Multi-Armed Bandits vs A/B Testing: A Comparison

Multi-armed bandit octopus
Multi-armed bandit octopus
Article Outline:
  1. Introduction to A/B Testing
  2. Drawbacks of A/B Testing
  3. Business Metric Optimization
  4. Multi-Armed Bandit Testing
  5. Interpretation of Test Results
  6. Overview of Bandit Benefits and Drawbacks
  7. Which Testing Method should you use?
  8. References
For those unfamiliar with bandits, please have a look at Multi-Armed Bandits: An Introduction for the necessary background.

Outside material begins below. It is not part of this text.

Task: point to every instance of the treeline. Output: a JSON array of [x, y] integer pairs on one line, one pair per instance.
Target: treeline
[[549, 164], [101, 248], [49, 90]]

Introduction to A/B Testing:

Suppose you’re the owner of a popular online clothing store and you’d like to increase sales. An employee suggested that a “red” buy button icon will result in more clicks than a “blue” one. To empirically settle the question of which icon color yields more clicks, you decide to run a test. The standard approach to testing of this sort is A/B testing and involves the following:

  1. Hosting two versions of the site. Version A with a “red” buy button and Version B with a “blue” buy button.
  2. Randomly routing half of the traffic to Version A and the other half to Version B.
  3. For each user that visits the site, record which version of the site he visited (A or B) and whether he clicked on the buy button or not.
  4. Ending the test once enough data has been collected or the test has been run for a sufficiently long time.
  5. At the end of the test, for each version of the site tested, computing the proportion of visitors that clicked on the buy button. We’ll call this proportion the Click-Through Rate(CTR).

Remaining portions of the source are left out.